What is the right way to setup the data when feeding to lightfm model for cases where I have additional implicit data on additional items/products. For example, I have 100k users x 200 items interaction data, however in real application, I want the model to provide recommendations only from 50 out of the 200 items. So how do I setup the data? I am thinking of 2 cases but I am not sure which is the right approach:
Case 1: Feed the whole matrix (100k users x 200 items) directly as interactions argument in lightfm. This way it is more collaborative learning.
Case 2: Only feed (100k users x 50 items) to interactions argument and use the (100k x 150 items) matrix as user_features. This way it's more content based learning.
Which one is correct? Also, for case 1, is there a way for the utility functions for model evaluations(precision, recall, etc) to recommend for selected items only, for example, the top k recommended items should only be taken from the 50 items and do not recommend the other items and compute the precision, recall, etc from those.

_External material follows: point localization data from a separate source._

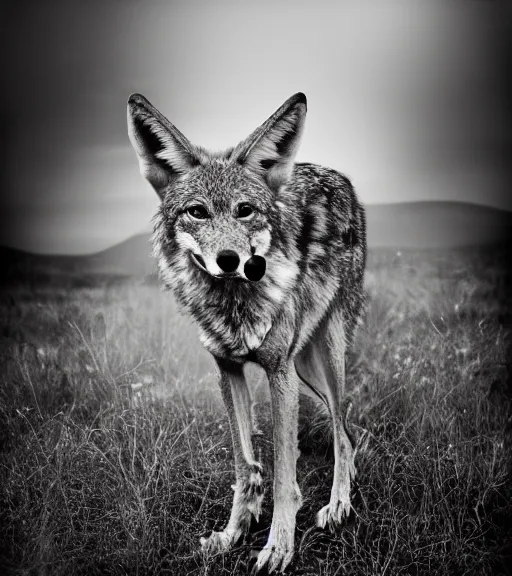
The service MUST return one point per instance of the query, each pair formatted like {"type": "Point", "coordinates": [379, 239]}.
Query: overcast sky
{"type": "Point", "coordinates": [408, 98]}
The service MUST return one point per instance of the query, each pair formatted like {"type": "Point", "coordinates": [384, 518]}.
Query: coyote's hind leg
{"type": "Point", "coordinates": [330, 349]}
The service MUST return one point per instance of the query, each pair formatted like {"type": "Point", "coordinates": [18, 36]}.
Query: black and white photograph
{"type": "Point", "coordinates": [256, 288]}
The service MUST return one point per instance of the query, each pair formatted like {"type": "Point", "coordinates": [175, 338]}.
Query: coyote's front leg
{"type": "Point", "coordinates": [248, 488]}
{"type": "Point", "coordinates": [284, 395]}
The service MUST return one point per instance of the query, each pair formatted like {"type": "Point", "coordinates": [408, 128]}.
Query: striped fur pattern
{"type": "Point", "coordinates": [220, 212]}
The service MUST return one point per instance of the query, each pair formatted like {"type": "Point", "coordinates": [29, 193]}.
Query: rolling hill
{"type": "Point", "coordinates": [415, 225]}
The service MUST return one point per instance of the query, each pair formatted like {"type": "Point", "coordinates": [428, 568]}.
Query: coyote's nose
{"type": "Point", "coordinates": [228, 260]}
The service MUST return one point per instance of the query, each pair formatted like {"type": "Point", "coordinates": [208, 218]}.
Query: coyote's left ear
{"type": "Point", "coordinates": [270, 150]}
{"type": "Point", "coordinates": [163, 151]}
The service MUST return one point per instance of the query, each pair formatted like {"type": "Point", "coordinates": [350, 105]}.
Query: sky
{"type": "Point", "coordinates": [409, 98]}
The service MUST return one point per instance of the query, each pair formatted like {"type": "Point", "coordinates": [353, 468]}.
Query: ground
{"type": "Point", "coordinates": [115, 454]}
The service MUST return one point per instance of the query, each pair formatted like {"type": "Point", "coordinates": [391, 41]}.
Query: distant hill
{"type": "Point", "coordinates": [414, 225]}
{"type": "Point", "coordinates": [436, 225]}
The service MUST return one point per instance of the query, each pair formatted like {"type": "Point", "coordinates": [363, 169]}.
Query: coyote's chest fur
{"type": "Point", "coordinates": [234, 318]}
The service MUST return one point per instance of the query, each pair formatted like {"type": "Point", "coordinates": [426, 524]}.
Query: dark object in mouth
{"type": "Point", "coordinates": [255, 268]}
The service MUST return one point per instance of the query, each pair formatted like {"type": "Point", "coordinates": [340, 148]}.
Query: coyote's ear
{"type": "Point", "coordinates": [163, 151]}
{"type": "Point", "coordinates": [270, 150]}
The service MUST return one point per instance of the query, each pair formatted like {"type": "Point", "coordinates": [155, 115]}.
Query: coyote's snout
{"type": "Point", "coordinates": [268, 257]}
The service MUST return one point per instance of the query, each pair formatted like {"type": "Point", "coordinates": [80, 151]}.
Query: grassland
{"type": "Point", "coordinates": [115, 454]}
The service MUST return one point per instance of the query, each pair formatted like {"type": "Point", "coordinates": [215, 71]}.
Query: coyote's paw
{"type": "Point", "coordinates": [217, 542]}
{"type": "Point", "coordinates": [274, 557]}
{"type": "Point", "coordinates": [333, 513]}
{"type": "Point", "coordinates": [277, 553]}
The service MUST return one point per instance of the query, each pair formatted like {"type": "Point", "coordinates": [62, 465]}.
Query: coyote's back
{"type": "Point", "coordinates": [268, 257]}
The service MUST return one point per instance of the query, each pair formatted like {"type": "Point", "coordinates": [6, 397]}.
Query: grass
{"type": "Point", "coordinates": [115, 455]}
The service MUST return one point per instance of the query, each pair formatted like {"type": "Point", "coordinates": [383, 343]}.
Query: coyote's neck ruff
{"type": "Point", "coordinates": [268, 257]}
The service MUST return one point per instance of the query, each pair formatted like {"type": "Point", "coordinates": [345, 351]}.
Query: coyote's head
{"type": "Point", "coordinates": [219, 210]}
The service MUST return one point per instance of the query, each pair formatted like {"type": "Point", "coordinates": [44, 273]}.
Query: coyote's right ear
{"type": "Point", "coordinates": [270, 150]}
{"type": "Point", "coordinates": [163, 151]}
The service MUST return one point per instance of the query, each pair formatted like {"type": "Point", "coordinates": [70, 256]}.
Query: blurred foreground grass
{"type": "Point", "coordinates": [115, 454]}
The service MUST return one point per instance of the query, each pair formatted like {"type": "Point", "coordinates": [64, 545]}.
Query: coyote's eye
{"type": "Point", "coordinates": [198, 212]}
{"type": "Point", "coordinates": [245, 211]}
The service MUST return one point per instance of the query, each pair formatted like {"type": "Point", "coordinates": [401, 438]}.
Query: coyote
{"type": "Point", "coordinates": [268, 257]}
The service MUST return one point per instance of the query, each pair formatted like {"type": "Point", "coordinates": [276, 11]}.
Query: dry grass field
{"type": "Point", "coordinates": [115, 453]}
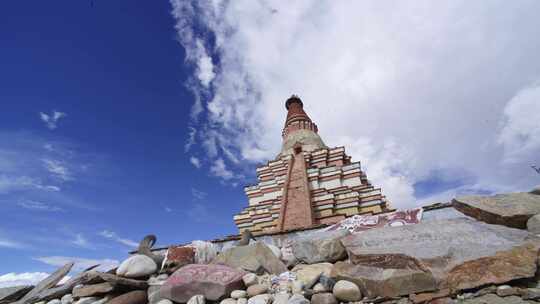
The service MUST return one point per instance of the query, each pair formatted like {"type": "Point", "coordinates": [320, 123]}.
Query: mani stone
{"type": "Point", "coordinates": [320, 246]}
{"type": "Point", "coordinates": [511, 209]}
{"type": "Point", "coordinates": [257, 258]}
{"type": "Point", "coordinates": [375, 281]}
{"type": "Point", "coordinates": [11, 294]}
{"type": "Point", "coordinates": [213, 281]}
{"type": "Point", "coordinates": [132, 297]}
{"type": "Point", "coordinates": [137, 266]}
{"type": "Point", "coordinates": [460, 253]}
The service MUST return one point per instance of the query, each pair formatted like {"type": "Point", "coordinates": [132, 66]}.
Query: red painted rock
{"type": "Point", "coordinates": [178, 256]}
{"type": "Point", "coordinates": [212, 281]}
{"type": "Point", "coordinates": [132, 297]}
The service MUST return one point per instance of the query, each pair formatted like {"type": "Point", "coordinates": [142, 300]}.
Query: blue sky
{"type": "Point", "coordinates": [123, 118]}
{"type": "Point", "coordinates": [115, 162]}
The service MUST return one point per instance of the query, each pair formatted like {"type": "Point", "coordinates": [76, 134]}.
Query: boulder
{"type": "Point", "coordinates": [494, 299]}
{"type": "Point", "coordinates": [347, 291]}
{"type": "Point", "coordinates": [297, 299]}
{"type": "Point", "coordinates": [533, 224]}
{"type": "Point", "coordinates": [257, 258]}
{"type": "Point", "coordinates": [132, 297]}
{"type": "Point", "coordinates": [250, 279]}
{"type": "Point", "coordinates": [256, 289]}
{"type": "Point", "coordinates": [92, 290]}
{"type": "Point", "coordinates": [511, 209]}
{"type": "Point", "coordinates": [459, 253]}
{"type": "Point", "coordinates": [197, 299]}
{"type": "Point", "coordinates": [137, 266]}
{"type": "Point", "coordinates": [310, 274]}
{"type": "Point", "coordinates": [213, 281]}
{"type": "Point", "coordinates": [237, 294]}
{"type": "Point", "coordinates": [324, 298]}
{"type": "Point", "coordinates": [261, 299]}
{"type": "Point", "coordinates": [11, 294]}
{"type": "Point", "coordinates": [320, 246]}
{"type": "Point", "coordinates": [385, 282]}
{"type": "Point", "coordinates": [178, 256]}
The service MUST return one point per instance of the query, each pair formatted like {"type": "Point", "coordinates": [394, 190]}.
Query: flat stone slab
{"type": "Point", "coordinates": [213, 281]}
{"type": "Point", "coordinates": [512, 209]}
{"type": "Point", "coordinates": [460, 253]}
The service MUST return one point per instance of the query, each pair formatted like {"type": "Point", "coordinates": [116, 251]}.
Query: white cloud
{"type": "Point", "coordinates": [51, 120]}
{"type": "Point", "coordinates": [433, 86]}
{"type": "Point", "coordinates": [80, 263]}
{"type": "Point", "coordinates": [195, 162]}
{"type": "Point", "coordinates": [115, 237]}
{"type": "Point", "coordinates": [37, 206]}
{"type": "Point", "coordinates": [219, 169]}
{"type": "Point", "coordinates": [58, 169]}
{"type": "Point", "coordinates": [18, 279]}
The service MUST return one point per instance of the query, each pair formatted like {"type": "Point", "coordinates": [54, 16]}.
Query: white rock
{"type": "Point", "coordinates": [67, 299]}
{"type": "Point", "coordinates": [228, 301]}
{"type": "Point", "coordinates": [237, 294]}
{"type": "Point", "coordinates": [197, 299]}
{"type": "Point", "coordinates": [297, 287]}
{"type": "Point", "coordinates": [205, 252]}
{"type": "Point", "coordinates": [260, 299]}
{"type": "Point", "coordinates": [298, 299]}
{"type": "Point", "coordinates": [87, 300]}
{"type": "Point", "coordinates": [281, 298]}
{"type": "Point", "coordinates": [275, 249]}
{"type": "Point", "coordinates": [250, 279]}
{"type": "Point", "coordinates": [136, 266]}
{"type": "Point", "coordinates": [241, 301]}
{"type": "Point", "coordinates": [347, 291]}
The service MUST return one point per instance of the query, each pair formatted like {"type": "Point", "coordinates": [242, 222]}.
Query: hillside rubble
{"type": "Point", "coordinates": [487, 255]}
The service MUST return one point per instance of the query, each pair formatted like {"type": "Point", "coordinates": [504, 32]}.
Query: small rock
{"type": "Point", "coordinates": [323, 298]}
{"type": "Point", "coordinates": [132, 297]}
{"type": "Point", "coordinates": [137, 266]}
{"type": "Point", "coordinates": [228, 301]}
{"type": "Point", "coordinates": [197, 299]}
{"type": "Point", "coordinates": [297, 287]}
{"type": "Point", "coordinates": [87, 300]}
{"type": "Point", "coordinates": [260, 299]}
{"type": "Point", "coordinates": [533, 224]}
{"type": "Point", "coordinates": [241, 301]}
{"type": "Point", "coordinates": [531, 294]}
{"type": "Point", "coordinates": [249, 279]}
{"type": "Point", "coordinates": [347, 291]}
{"type": "Point", "coordinates": [318, 288]}
{"type": "Point", "coordinates": [506, 290]}
{"type": "Point", "coordinates": [67, 299]}
{"type": "Point", "coordinates": [281, 298]}
{"type": "Point", "coordinates": [256, 289]}
{"type": "Point", "coordinates": [237, 294]}
{"type": "Point", "coordinates": [297, 299]}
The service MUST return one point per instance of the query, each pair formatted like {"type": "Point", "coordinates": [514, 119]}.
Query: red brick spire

You should follow case 1. Train the model with entire interactions data. While making predictions, you can pass the index of required(50) items as a parameter to model.predict.
From the lightfm documentation, you can see that model.predict takes item ids as parameter(which will be ids of your 50 items in this case).
https://making.lyst.com/lightfm/docs/_modules/lightfm/lightfm.html#LightFM.predict
def predict(self, user_ids, item_ids, item_features=None, user_features=None, num_threads=1): """ Compute the recommendation score for user-item pairs.